Ci sono luoghi che le parole possono solo suggerire, e che andrebbero visitati, anzi “vissuti”, per capirne l’essenza: uno di questi è Mezza Pagnotta, a Ruvo di Puglia. Quest’osteria è la scelta di vita di due fratelli, Francesco e Vincenzo Montaruli, che intervistiamo con grande piacere. L’atmosfera, come i sapori (che sono le parole chiave di questa rubrica) sono quelli del mondo contadino, genuino, lento, allegro e rispettoso.
Francesco, quali sono le vostre origini?
«Siamo figli di contadini, Vincenzo è lo chef, autodidatta, io mi occupo della sala».
Capiamo subito che l’insegnante di questi due fratelli è l’esperienza della terra, ma attenzione, Mezza Pagnotta riserva grande creatività: partendo da ciò che il raccolto offre di giorno in giorno, non esaurisce i suoi sapori nelle ricette classiche pugliesi, piuttosto va oltre con molta inventiva.
Da dove provengono le materie prime portate in tavola?
«Qui tutto è autoprodotto da terreni di nostra proprietà, ma non solo da ciò che è coltivato; prestiamo tantissima attenzione anche alle erbe spontanee che raccogliamo e portiamo nel menu del giorno. Siamo conoscitori attenti di quello che la natura dona. Ad esempio, appena usciti dall’estate raccogliamo le erbe spontanee, spuntate dopo le prime piogge, come il cardo spinoso. Raccogliamo dagli alberi i fichi autunnali, i percochi, raccogliamo i fichi d’india. Nei piatti portiamo spesso la frutta come ingrediente».
Come ci racconteresti la nascita di Mezza Pagnotta?
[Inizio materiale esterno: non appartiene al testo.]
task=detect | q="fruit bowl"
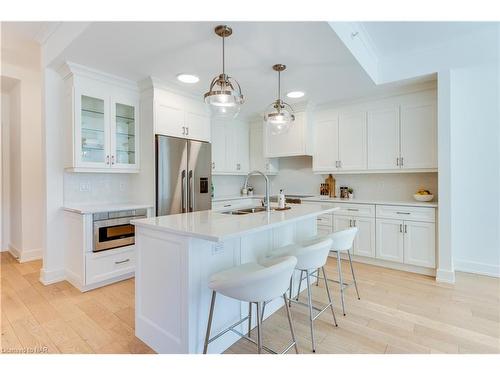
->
[413,194,434,202]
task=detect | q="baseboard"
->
[40,268,66,285]
[7,243,43,263]
[436,268,455,284]
[453,259,500,277]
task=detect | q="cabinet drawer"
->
[377,205,436,223]
[85,246,135,285]
[334,203,375,217]
[316,214,333,227]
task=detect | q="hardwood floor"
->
[0,253,500,353]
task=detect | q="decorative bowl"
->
[413,194,434,202]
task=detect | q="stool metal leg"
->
[321,267,338,327]
[295,270,304,301]
[336,251,345,316]
[248,302,252,337]
[283,293,299,354]
[203,291,217,354]
[306,270,316,353]
[347,250,361,299]
[257,302,262,354]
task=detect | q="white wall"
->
[2,34,43,262]
[451,64,500,276]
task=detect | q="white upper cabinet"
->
[313,89,437,173]
[264,111,312,158]
[153,88,210,142]
[60,63,140,173]
[338,111,366,171]
[401,102,437,169]
[313,116,339,171]
[212,119,250,175]
[250,120,279,175]
[367,105,400,170]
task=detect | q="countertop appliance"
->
[155,135,212,216]
[92,209,147,252]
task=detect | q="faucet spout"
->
[243,170,271,212]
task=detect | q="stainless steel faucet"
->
[243,171,271,212]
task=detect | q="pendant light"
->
[264,64,295,135]
[204,25,244,118]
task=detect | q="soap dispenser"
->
[278,189,285,209]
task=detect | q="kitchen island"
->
[133,203,336,353]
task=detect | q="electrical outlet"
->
[212,243,224,255]
[80,182,90,191]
«Mezza Pagnotta è un’osteria che nasce dal dialogo fra la terra e l’uomo; non è stato facile iniziare, la scelta è stata molto coraggiosa nel 2013; abbiamo portato un modo diverso di fare cucina, partendo dal territorio e da quello che davvero è tipico di questi luoghi, e con un grande rispetto verso un terreno che non vogliamo sfruttare. Noi prendiamo quello che giornalmente riusciamo a raccogliere, e se qualcosa non c’è, non la portiamo forzatamente in cucina. In base a quello che abbiamo offriamo i piatti del giorno. All’epoca non è stato semplice far capire che la nostra cucina vegetale è una cucina salutare, legata al luogo e al tempo, dunque autentica e salutare».
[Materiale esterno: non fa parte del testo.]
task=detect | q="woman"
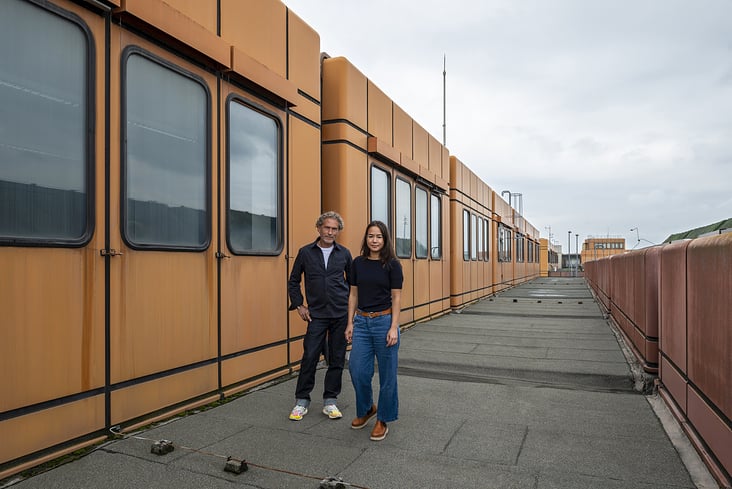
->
[346,221,404,441]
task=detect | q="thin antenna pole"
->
[442,54,447,146]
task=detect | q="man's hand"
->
[297,305,313,322]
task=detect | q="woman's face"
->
[366,226,384,253]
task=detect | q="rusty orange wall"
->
[586,233,732,487]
Oggi avete una clientela affezionata e clienti che vengono da altri paesi per scoprirvi. C’è stato un momento in cui avete avvertito un punto di svolta?
«Abbiamo iniziato senza aspirare al successo, la visibilità dell’osteria è stata naturale; tuttavia c’è stato un momento in cui la filosofia abbracciata è stata meglio compresa, credo per una svolta epocale in cui il cliente è diventato molto consapevole di quello che ordina, mangia, gusta».Il fatto che sia più diffuso l’approccio vegetariano secondo lei ha influito?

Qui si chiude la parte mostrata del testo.